I'm not sure who defined the definition for the goal of physics. Physics, for many, is the quest to understand nature. To understand nature, it would help to realize what is a derivative and what might be an inherent part of nature--not be a calculation monkey.
A.T. said:The original question was whether potential energy is somehow "more made up to ensure CoE" than other forms of energy. It's not. All the formulas to calculate various forms of energy are designed to ensure of CoE. Without CoE the concept of energy would be useless.
Okay good point, see post below.
sophiecentaur said:and many other quotes.
You are being very selective in your appreciation of Science. You base the above statement on a very narrow appreciation of the three example quantities. How can you be any more 'aware' of the presence of a mass or a charge other than by how they are reacting with you or something else? You drop a mass on your foot but its effect (how painful it gets) depends entirely upon its gravitational potential energy where you let it go. On Earth, it might break your toe but on the Moon it may just bounce off your shoe.

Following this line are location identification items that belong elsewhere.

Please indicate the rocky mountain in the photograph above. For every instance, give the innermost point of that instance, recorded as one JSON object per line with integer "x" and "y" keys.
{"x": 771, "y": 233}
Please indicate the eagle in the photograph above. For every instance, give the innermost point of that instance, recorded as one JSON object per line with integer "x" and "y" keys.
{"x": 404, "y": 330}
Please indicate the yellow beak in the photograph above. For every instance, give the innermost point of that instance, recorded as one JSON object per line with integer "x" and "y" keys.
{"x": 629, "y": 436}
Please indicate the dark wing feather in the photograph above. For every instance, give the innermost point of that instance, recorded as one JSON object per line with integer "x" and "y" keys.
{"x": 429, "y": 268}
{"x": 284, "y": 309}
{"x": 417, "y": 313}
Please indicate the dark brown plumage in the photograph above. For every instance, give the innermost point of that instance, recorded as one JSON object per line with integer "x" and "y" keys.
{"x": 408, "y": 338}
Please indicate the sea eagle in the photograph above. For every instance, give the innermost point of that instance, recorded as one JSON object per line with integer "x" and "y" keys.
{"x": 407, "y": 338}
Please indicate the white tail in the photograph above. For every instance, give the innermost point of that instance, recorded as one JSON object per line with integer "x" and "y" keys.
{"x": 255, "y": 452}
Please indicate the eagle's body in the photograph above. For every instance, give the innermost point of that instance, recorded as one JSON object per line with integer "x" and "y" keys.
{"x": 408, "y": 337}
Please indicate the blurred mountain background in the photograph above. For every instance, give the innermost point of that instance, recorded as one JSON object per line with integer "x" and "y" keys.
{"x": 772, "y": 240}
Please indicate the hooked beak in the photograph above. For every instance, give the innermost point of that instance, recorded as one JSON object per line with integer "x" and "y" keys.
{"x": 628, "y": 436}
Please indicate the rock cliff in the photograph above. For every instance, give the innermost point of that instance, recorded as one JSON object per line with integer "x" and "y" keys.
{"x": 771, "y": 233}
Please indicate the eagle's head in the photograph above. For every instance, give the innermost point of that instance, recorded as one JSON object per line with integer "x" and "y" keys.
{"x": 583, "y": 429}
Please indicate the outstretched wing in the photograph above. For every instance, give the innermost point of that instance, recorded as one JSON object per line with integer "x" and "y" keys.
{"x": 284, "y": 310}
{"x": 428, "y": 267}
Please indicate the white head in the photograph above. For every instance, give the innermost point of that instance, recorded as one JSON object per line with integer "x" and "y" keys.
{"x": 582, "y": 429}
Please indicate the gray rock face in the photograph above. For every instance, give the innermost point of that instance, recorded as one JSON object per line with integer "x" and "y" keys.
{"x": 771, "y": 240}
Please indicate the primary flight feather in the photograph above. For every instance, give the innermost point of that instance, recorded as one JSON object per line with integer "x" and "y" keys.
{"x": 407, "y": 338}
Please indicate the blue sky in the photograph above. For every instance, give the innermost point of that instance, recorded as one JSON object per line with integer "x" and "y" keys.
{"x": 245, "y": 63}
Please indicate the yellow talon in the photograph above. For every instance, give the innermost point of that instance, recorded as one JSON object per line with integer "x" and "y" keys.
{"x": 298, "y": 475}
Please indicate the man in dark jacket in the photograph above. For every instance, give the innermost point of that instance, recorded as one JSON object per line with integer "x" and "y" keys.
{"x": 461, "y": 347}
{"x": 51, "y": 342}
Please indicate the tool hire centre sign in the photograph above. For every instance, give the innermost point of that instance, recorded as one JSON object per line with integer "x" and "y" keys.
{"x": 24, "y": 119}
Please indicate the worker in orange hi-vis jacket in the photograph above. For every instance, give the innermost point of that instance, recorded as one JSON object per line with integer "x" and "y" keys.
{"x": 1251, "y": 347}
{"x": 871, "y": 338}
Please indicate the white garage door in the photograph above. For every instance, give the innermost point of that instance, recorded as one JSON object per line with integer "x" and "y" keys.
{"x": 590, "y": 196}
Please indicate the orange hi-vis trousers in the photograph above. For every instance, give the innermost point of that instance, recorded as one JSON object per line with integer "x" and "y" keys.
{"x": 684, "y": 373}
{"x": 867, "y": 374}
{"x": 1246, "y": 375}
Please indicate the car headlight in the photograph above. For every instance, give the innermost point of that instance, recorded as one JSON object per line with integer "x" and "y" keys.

You are trying to impose a very personal view on all of this. Moreover, the further this thread goes, the more entrenched you seem to be getting. If you go away and think about this, rather than bouncing back with more and more arguments, trying to justify your view, then you may start to realize the advantage of thinking the way 'the rest of us' are thinking. When you do come to that conclusion, don't think of it as having been proved wrong. Just feel and enjoy the enlightenment. None of this is 'real'; it's just ways of thinking about things which allow us to make good predictions.
Okay I'll keep an open mind. But I don't understand why you choose to define the object's acceleration based on potential energy.
In this case, it can easily be described with kinetic energy and time. See I guess I don't have as much respect for potential energy because it seems to be a derivative, though I have no doubt that it is really useful.
Kinetic energy is very similar to potential energy in that they are both energies required to do work. But let us look closely at their definitions. Kinetic energy is the energy of an object in motion while potential energy is the energy stored, dependent on its position in a field.
Next thing, I'll define real as something that has a direct or indirect affect in a field.
So let us imagine a gravitational field and our choice of explaining gravitational acceleration is the graviton. Gravitons can give things kinetic energy, so long as there isn't an opposing force of equal magnitude. I realize that the definitions of energy are relatively arbitrary in a "real" sense, but you can describe the work being done on an object by kinetic energy alone. Gravitons can not however give something a potential energy, it is a more arbitrary definition. What the gravitons will do is increase an object's velocity, which we can arbitrary define as kinetic energy. However, gravitons will not increase potential energy, that only depends on an arbitrary reference point that are useful for calculation.
With this respect, kinetic energy is more real than potential energy.